Personal life
- Born: December 27, 1831 Alsace
- Died: February 1, 1905 (aged 73) Castroville
- Home town: Austin, Texas

Religious life
- Religion: Christianity
- Denomination: Catholic

Senior posting
- Post: Congregation of Divine Providence

= Louise Feltin =

Louise (Mother St. Andrew) Feltin (December 27, 1830 - February 1, 1905) was an American Roman Catholic sister from Alsatia and the founder of the Sisters of Divine Providence in Texas. She is the co-founder of the first Catholic school in Texas. Feltin's work in the parish schools "heavily influenced the course of parochial education" in Texas.

== Biography ==
Feltin's early education took place in the towns of Geispolsheim and La Walk. She joined the convent of St. Jean de Bassel when she was nineteen. Feltin taught in various schools in Krautergersheim, Epfig, Heilgenberg and Batzendorf as a young woman. Feltin was fluent in both French and German and was said to be a woman of "strong physique and will power."

Feltin was recruited to come to Texas by Bishop Claude Dubuis in 1866. Feltin was interested in coming to Texas in order to be a missionary and because she had heard reports about the state from her brother, Father Nicholas Feltin who worked in San Antonio and Austin. Feltin came to Austin with Sister Alphonse Boegler and together they established the first Catholic school in Texas. Afterwards, Dubuis sent Feltin to Castroville where she would start another permanent school.

Feltin arrived in Castroville along with Sister Agnes Wolf on September 9, 1868. By October, they had established a small school in the church. A building for the Sisters of Divine Providence was established in Castroville and Feltin recruited sisters from the mother house of Saint Jean-de-Bassel. Feltin worked between 1868 and 1870 to set up a proper school for children in the Castroville area and had set up a tuition system for students who could not afford school. By 1871, she had opened a school in New Braunfels and sent sisters to open a school in Frelsburg. When Texas became a state in 1870 and when public education standards were passed in 1871, Felton kept pace with the standards in her own schools. She sent her sisters to continuing education workshops and studied available standardized schoolbooks.

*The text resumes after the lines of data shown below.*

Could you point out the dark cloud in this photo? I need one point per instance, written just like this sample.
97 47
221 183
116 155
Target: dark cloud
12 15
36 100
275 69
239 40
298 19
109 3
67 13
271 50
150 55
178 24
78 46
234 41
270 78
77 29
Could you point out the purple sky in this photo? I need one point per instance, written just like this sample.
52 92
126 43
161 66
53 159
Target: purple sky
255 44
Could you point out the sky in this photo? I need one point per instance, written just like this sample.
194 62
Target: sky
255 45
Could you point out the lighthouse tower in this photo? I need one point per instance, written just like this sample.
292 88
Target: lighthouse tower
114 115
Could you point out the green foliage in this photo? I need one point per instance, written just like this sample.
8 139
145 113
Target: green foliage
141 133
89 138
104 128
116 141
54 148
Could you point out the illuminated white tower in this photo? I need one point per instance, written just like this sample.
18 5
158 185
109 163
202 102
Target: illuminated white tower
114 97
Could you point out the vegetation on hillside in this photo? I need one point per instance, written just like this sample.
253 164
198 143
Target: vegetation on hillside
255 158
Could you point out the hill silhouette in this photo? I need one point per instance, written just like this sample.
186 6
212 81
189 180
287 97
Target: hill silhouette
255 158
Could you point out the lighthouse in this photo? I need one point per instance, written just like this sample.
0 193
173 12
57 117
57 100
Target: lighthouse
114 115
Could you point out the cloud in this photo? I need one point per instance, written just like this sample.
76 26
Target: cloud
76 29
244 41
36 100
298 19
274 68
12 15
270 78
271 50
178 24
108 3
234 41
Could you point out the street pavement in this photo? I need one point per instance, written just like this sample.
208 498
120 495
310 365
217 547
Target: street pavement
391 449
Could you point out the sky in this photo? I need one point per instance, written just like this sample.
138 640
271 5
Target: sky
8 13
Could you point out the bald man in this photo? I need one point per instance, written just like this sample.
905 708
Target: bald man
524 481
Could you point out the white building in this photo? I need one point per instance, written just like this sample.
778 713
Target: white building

In 1872, a superior priest, Father Edward Sorin of the Holy Cross in Austin, wanted to take over a school which was under the jurisdiction of the Sisters of Divine Providence. Feltin's refusal to give the property to Sorin was the beginning of her personal trouble with male members of the church in Texas. Feltin, while asserting her right to the school in Austin was unable to provide sisters to staff the school, however, neither did Sorin have people readily available to teach. In order to solve the problem, Feltin's brother, Nicholas, taught the boys and another sister, St. Joseph, was able to teach the girls. Both siblings thought the problem was solved until Texas was divided by the Catholic diocese in December 1872 into separate sections overseen by different Bishops. Father Feltin left Austin and Mother Feltin was forced to withdraw her sisters from Austin as well.

In 1873, when Dubuis traveled through Castroville, Feltin requested permission to build a convent, which he gave, along with a monetary and land donation for the building. The convent was nearly complete by August 25, 1873, and was celebrated and invested by the church. In 1876, a new Texas School Law was established which helped the sisters provide education to everyone, regardless of economic situation. Feltin continued to grow her schools through 1878. In 1878, Feltin returned to St. Jean-de-Bassel to recruit more sisters to come to Texas as teachers.

Feltin eventually felt the full wrath of the bishops and priests in 1886. Four priests claimed to Bishop John C. Néraz that Feltin was spreading falsehoods, fear and gossip about the priests among her sisters. Father Henry Pfefferkorn, one of the four complainants, petitioned Néraz to remove Feltin in order to preserve his, and other priests' "personal honor," as Feltin was accused of "scandal-mongering." These priests wanted more control over Feltin's schools continued to insist that Feltin be removed as Mother Superior of the Sisters of Divine Providence. Using religious leverage, they also refused to hear confessions of any of her sisters until she was removed. Néraz complied and removed Feltin from her office. He also "hounded her for years, disciplined other nuns she had befriended, suspended her right to the sacraments" and would not allow any Catholic order to provide her shelter. He also had her personal papers removed from community records. Feltin resigned from service in 1886 that same year and then moved to California in 1887 to live with her nieces and nephews. She was essentially forced into exile for a total of eighteen years because of Néraz's efforts.

When Néraz died, she went back into religious service and returned to Castroville. She died there in 1905. A historic fictional account of her life, The Tattered Heart (ISBN 978-0595436392), was written in 2007 by Mary Diane Langford.